Recruits of Company F, 2nd Recruit Training Battalion, rappelled down a 60-foot tower aboard Marine Corps Recruit Depot June 28.
For many recruits the fear of heights consumed them entirely.
“On a one-to-10 of fear, I was an eight,” said Recruit Gregorio Montes, guide, Platoon 2133. “When I got to the top my stomach tightened up, but I figured I might as well keep going because I was going to have to come down somehow.”
Drill instructors know from first-hand experience the fear recruits deal with. With that they do their best to keep the recruits calm during the exercise.
“I remember (as a recruit) being on top of the wall and not wanting to come down,” said Sgt. Bradley W. Havenar, senior drill instructor, Plt. 2134.
“Then one of my drill instructors yelled and I got down as quickly as possible,” said Havenar with a chuckle.
Drill instructors were not the only ones trying to keep recruits calm. Recruit leadership did their best to set a good example.
“Being the guide, even if you are scared you have to hide that fear and be strong for your platoon,” said Recruit John W. Schulz, guide, Plt. 2134.
Schulz said he understands the importance of the exercise because he realizes recruits learn and grow through difficult experiences.
“Something like this is very important because in their Marine Corps career they are most likely going to be asked to do something they will be scared of,” said Schulz. “Facing fear is part of a Marine’s job and that’s what I think they’re learning today.”
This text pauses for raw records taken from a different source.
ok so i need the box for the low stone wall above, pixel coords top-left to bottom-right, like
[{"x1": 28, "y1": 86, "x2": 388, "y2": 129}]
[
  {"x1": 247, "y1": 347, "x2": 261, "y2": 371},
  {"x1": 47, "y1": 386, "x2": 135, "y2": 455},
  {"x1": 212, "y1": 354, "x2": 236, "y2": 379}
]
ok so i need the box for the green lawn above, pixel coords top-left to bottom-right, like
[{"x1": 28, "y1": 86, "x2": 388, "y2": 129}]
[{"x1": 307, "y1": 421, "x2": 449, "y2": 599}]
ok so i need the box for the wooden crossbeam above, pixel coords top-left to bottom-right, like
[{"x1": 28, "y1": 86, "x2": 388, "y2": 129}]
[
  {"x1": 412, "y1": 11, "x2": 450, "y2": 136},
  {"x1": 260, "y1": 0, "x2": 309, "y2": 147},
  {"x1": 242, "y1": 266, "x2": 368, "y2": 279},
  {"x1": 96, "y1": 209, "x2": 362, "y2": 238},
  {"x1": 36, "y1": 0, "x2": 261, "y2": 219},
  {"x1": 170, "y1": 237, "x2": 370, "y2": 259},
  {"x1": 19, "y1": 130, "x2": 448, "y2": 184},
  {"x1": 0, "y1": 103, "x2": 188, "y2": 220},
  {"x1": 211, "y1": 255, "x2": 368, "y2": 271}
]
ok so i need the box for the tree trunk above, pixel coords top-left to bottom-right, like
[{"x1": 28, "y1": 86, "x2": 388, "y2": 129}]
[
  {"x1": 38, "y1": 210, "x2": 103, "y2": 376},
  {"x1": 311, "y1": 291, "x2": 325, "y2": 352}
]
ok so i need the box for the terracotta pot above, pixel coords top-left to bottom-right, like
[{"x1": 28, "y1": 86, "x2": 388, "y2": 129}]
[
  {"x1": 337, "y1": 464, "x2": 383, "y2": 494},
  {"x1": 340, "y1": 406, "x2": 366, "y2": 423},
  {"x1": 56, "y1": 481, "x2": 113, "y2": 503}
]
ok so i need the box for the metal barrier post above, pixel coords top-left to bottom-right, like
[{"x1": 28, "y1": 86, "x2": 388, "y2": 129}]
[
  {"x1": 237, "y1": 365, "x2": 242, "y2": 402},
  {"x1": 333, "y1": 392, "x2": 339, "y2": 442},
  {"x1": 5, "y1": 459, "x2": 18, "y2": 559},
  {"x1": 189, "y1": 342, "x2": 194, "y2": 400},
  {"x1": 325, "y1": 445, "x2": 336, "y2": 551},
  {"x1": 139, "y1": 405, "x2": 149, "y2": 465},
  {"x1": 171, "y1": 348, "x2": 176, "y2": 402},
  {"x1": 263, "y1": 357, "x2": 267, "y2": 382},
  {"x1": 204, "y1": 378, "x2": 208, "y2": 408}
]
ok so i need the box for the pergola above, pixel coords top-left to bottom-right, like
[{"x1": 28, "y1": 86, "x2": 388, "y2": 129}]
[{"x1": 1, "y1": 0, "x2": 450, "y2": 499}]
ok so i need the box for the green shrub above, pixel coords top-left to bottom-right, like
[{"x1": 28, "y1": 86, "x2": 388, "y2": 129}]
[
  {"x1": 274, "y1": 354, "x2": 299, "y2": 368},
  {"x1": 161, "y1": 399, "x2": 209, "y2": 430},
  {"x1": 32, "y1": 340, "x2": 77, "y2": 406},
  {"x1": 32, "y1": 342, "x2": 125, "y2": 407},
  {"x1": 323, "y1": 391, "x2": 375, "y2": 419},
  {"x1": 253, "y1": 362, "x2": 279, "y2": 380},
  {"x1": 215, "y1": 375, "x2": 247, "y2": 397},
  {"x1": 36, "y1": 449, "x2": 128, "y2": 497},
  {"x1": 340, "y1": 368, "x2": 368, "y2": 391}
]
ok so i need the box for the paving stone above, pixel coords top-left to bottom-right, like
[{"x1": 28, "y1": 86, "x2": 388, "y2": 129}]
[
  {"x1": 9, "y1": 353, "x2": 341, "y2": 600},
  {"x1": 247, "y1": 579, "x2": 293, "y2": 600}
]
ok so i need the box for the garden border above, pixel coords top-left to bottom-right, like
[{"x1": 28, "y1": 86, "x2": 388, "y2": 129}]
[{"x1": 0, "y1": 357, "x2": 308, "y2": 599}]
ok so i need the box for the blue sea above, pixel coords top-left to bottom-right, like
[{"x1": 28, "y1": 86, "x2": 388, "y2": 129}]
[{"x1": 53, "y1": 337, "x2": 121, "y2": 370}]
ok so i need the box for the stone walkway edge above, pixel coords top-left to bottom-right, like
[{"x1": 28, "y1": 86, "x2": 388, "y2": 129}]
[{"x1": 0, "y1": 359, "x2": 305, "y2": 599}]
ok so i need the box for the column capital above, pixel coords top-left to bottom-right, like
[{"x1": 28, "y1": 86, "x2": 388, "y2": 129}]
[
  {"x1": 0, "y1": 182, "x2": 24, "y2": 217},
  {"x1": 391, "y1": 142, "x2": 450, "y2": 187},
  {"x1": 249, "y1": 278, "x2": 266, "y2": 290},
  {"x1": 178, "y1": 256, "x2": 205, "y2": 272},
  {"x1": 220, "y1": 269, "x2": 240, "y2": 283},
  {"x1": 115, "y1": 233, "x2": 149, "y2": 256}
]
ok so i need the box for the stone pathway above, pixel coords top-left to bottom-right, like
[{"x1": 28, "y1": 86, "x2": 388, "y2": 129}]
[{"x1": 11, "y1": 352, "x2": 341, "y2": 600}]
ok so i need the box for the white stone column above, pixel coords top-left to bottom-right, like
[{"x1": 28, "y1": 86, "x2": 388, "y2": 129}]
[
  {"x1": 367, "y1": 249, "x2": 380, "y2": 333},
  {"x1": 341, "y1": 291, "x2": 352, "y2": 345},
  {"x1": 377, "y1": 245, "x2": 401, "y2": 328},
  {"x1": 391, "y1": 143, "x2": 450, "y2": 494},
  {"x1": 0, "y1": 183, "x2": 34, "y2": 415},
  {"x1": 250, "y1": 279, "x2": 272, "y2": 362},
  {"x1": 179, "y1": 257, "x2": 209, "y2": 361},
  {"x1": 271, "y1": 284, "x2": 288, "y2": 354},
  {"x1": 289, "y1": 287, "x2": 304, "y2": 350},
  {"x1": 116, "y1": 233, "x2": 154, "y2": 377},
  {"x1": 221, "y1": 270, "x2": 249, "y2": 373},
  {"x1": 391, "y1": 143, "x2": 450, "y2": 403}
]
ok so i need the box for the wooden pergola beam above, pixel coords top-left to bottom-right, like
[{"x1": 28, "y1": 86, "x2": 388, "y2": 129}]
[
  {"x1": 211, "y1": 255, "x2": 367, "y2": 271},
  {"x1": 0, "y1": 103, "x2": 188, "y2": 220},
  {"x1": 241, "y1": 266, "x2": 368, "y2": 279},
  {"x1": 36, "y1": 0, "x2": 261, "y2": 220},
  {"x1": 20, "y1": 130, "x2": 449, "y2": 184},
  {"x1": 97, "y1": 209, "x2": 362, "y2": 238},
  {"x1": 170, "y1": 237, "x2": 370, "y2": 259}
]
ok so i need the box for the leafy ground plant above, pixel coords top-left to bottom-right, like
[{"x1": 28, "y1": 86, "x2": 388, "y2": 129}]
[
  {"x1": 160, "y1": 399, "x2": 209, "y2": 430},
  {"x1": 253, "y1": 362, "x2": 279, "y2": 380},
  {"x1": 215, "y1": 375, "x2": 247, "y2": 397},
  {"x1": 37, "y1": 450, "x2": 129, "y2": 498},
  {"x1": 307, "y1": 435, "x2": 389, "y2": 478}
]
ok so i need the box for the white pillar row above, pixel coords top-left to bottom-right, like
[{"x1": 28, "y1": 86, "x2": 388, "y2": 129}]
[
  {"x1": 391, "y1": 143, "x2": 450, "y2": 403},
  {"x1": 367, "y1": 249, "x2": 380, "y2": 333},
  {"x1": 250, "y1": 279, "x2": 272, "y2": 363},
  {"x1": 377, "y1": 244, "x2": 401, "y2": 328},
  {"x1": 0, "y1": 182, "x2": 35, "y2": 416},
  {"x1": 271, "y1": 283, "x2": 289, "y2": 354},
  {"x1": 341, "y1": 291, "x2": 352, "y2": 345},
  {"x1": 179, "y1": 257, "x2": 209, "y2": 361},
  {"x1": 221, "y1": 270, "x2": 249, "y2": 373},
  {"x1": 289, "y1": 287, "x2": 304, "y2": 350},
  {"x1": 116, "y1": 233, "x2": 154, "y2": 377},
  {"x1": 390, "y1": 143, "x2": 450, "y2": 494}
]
One-by-one recruits zipped down the tower. Though some recruits struggled, once finished, most appeared to walk a little taller after their accomplishment.
“It feels incredible. I feel like you can do a lot more than you think you can, said Montes. “I overcame my fear of heights—or at least heights as high as the tower.”
The recruits finished their rappelling and in turn, now have learned the basics of a new skill.
“Some of these recruits have military occupational specialties that may never require this,” said Havenar. “But some might (use it in their MOS), and now they have some knowledge that will put them in a better position to succeed.”